Sometimes you just run into those games that weren’t made for you to win. Today was one of those games.
First, let’s take our hats off to West Virginia. They outplayed the Huskies in every facet of the contest today. Yes, they may have had a little help from the guys with the whistles (we’ll leave that touchy subject alone), but even without the stripes there to back them up, they would have won this game. Don’t kid yourself.
In particular, I was impressed with the game-planning by head coach Bob Huggins. In the first half, you may have noticed that West Virginia played a tough, in-your-face man defense almost exclusively. As a result, the Dawgs were able to take a two-point lead into the locker room at intermission.
As it turns out, that man defense was merely a facade.
In half number two, the Mountaineers came out in a 1-3-1 zone defense (the Huskies’ arch-nemesis, along with zone defenses of other configurations, as well) and Washington simply had no answer for the change in tactic. The length of West Virginia’s frontcourt all but eliminated passing and driving lanes for the Husky guards, and there was zero production from beyond the arc (Elston Turner, where did you go?).
Because of the 1-3-1, Quincy Pondexter wasn’t able to free himself for his usual barrage of mid-range jumpers, and Matthew Bryan-Amaning was more or less hidden behind a wall of Mountaineers at all times.
While all this was going on, the Huskies were unable to impose their will and force the tempo as they needed to. On the few occasions in the second half where Washington managed a fast break, they were often unable to convert two points out of the drive. Besides a pair of Justin Holiday dunks, the team had trouble finishing at the rim, and there were multiple turnovers in transition.

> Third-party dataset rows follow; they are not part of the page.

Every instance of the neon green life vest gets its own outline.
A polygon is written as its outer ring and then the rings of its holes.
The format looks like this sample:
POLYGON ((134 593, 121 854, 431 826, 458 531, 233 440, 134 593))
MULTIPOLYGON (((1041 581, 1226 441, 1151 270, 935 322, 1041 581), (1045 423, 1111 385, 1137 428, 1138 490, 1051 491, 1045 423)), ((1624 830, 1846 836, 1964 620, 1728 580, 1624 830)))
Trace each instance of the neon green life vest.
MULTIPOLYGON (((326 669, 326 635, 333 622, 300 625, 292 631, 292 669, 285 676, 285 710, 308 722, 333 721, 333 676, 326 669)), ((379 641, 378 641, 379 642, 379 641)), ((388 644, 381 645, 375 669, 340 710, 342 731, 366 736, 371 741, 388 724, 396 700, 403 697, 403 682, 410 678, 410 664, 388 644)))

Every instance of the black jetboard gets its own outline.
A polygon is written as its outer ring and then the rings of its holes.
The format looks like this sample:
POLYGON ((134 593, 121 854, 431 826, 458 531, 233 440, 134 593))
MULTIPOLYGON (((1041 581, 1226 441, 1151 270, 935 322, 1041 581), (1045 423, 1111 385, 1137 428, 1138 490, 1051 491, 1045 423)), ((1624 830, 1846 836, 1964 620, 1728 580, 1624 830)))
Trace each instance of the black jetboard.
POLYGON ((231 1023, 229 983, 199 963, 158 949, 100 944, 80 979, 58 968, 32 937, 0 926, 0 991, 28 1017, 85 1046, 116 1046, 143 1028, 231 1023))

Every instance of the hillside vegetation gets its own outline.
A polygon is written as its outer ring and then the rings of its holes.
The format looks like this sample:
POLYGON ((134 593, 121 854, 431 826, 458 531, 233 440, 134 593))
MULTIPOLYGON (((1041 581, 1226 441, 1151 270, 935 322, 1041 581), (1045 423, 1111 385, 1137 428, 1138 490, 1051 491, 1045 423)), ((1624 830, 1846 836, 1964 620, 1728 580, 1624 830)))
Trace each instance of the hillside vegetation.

But all that is in the past now. We can all agree that the Dawgs got beat. It is what it is. For now, let’s take a moment to pay proper homage to the run the Huskies went on just to get to this point.
A month ago, if you would have told any Husky fan that this basketball team was destined for the Sweet 16, they would have laughed at you. This team was nowheresville. Couldn’t win on the road, weren’t playing together, had no leadership, all of the above. In a word, they sucked.
But over the past four weeks, something remarkable happened and this ballclub changed. They flipped the proverbial switch and all of a sudden the lights came on.
Isaiah Thomas started playing like a superstar.
Quincy Pondexter reclaimed his throne as leader of this team.
Matthew Bryan-Amaning became a completely different person (in a very good way).
Justin Holiday proved he was more than just a good defender (and possibly worked his way onto an NBA draft board or two, in the process).
Elston Turner started shooting lights out.
Scott Suggs continued to shoot lights out.
Venoy Overton proved that he could be next year’s senior leader.
Darnell Gant became a worthy glue guy, grabbing rebounds and playing solid defense every time he got in the game.
And Brendan Sherrer got more than his fair share of explosions off the sideline (meaning we were winning…big).
We still have yet to reach our holy grail that is, for better or worse, the Elite Eight.
But at least we made it this far. And from such humble beginnings, that’s a positive.
Looking ahead to next season, Washington has to be considered the front-runner for the Pac-10 title at the outset of the season. With California losing all of their impact players, UCLA still in rebuilding mode, Arizona State losing three starters, Oregon State being Oregon State, Oregon in a complete overhaul, USC minus their 40-year-old point guard, Arizona on the rise (but losing Nic Wise), and Stanford being just Godawful, there is really only one team that should garner any consideration for a chance to take down the Huskies: Washington State. They’ll be returning everyone but Nikola Koprivica, and you have to figure that Reggie Moore, Klay Thompson, and DeAngelo Casto will all improve over the offseason. So put that in your pipe and smoke it, Coug fans. I’m showing you some love.
Of course, the Dawgs won’t be without their own losses — or loss, I should say, in the form of Quincy Pondexter — but with most of the team returning as upperclassmen, one would hope that Washington would make great strides. It will be up to a core group of seniors (Overton, Bryan-Amaning, and Holiday) and juniors (Thomas, Turner, Suggs, Gant, and Sherrer — yes, Sherrer, because he might very well be the winningest player in Husky history, when playing time is factored in) to carry the load for this veteran-laden ballclub.
The biggest obstacle this team will face next year is the replacement of Mr. Pondexter, which as we all know is impossible. Just like Jon Brockman before him, and Brandon Roy before Brockman, you simply cannot replace a legend. And that’s what Quincy became. A legend. From a solid beginning, to a shaky middle, to a triumphant end, Quincy Pondexter turned into the type of player that no one could have predicted he would be. Because let’s face it, you hope for such greatness, but you never expect it. For that we can only say thank you.
The 2010-2011 Huskies will not replace Quincy Pondexter, but they’ll do their very best to move on without him. I’m confident they will succeed in doing so.
Another season down, and a new one on the distant horizon. Good year, Dawgs. And thanks for joining us for the coverage, Dawg fans.